The visual system has been investigated in many studies to understand and reveal some of the physiological mechanisms underlying the response characteristics. The peak response reflects the highest neuronal activity [Fox and Raichle, 1985], which in turn reflects the activity–recovery cycle of cells in the retina [Bartley, 1968]. Ozus et al. [2001] show time courses of BOLD signal changes in the primary visual cortex at different flicker frequencies, averaged across subjects. Their data show an increase in BOLD signal with stimulation frequency from 0–6 Hz. At frequencies higher than 6 Hz, the signal shows a plateau, suggesting a saturation effect. Glucose utilization reaches a peak at flicker frequencies of 15 Hz and higher during electrical stimulation [Yarowsky, 1983], therefore placing an upper limit to the peak response. In addition, there might be a correlation between large‐amplitude evoked potentials and a subject's alpha‐rhythm, which varies between 8 and 13 Hz [Niedermeyer, 1982]. The peak responses found in the current study are within this range and vary between subjects as expected.

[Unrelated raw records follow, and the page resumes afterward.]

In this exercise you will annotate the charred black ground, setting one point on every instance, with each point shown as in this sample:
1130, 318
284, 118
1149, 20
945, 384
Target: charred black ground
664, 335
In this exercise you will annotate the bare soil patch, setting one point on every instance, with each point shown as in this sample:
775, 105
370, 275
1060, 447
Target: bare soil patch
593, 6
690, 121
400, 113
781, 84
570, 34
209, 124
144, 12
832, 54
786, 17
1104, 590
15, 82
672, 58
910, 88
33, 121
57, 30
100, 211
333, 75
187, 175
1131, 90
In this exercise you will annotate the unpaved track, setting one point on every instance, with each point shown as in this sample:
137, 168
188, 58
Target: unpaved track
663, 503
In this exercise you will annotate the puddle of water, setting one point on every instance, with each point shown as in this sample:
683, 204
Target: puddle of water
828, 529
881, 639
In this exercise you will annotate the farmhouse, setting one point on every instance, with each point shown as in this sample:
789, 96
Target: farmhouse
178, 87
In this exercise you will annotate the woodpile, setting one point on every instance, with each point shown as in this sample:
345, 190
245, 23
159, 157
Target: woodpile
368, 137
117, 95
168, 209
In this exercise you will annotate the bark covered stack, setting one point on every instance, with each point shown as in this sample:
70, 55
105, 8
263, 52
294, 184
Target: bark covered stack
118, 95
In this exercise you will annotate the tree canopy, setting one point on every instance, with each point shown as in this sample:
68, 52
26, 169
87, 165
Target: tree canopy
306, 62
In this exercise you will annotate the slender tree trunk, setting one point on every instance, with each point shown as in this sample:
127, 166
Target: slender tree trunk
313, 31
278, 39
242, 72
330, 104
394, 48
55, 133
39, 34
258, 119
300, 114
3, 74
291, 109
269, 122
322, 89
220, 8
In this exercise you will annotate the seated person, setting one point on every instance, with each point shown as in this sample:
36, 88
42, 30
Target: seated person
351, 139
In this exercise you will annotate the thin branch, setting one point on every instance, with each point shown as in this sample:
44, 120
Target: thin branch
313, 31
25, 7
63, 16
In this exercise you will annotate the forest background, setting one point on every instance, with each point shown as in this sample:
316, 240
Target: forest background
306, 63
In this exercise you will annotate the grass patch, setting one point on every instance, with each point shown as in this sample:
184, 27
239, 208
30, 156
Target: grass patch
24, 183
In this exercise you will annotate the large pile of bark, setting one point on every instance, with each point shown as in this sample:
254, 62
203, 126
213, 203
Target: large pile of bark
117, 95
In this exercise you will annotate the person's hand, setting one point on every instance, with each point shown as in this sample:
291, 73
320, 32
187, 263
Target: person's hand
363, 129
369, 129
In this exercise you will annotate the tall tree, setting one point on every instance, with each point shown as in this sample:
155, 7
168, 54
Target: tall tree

One objective of our study was to determine the reproducibility of the peak response and the other characteristics of the time course in each individual. To determine the reproducibility, each subject was tested twice, with an average of 22 days time interval. The average absolute difference in peak frequency between the first and second flicker task was 1.37 Hz (range, 0.2–4.3 Hz), with a high average reproducibility (R12 = 0.94; range, 0.83–0.99). The difference in signal intensity from 8 Hz to the frequency of the peak response showed more variation between the first and second flicker task: average difference of 0.14% (range, 0.00–0.38) between sessions, and an R12 of 0.66 (range, 0.32–0.99). The average difference for the slope of response between the two flicker sessions was 0.05%/Hz (range, 0.00–0.09), with a good reproducibility ratio of 0.86 (range, 0.74–0.99) (Table I). These results show that the peak response and the slope of response are reproducible within subjects. Although we did not set up our study to compare response variability within subjects to variability between subjects, our data suggest that these variabilities are comparable (Table I). For a proper variability comparison, each subject should ideally undergo as many repeated scans as the number of subjects present in the study (in our case 10).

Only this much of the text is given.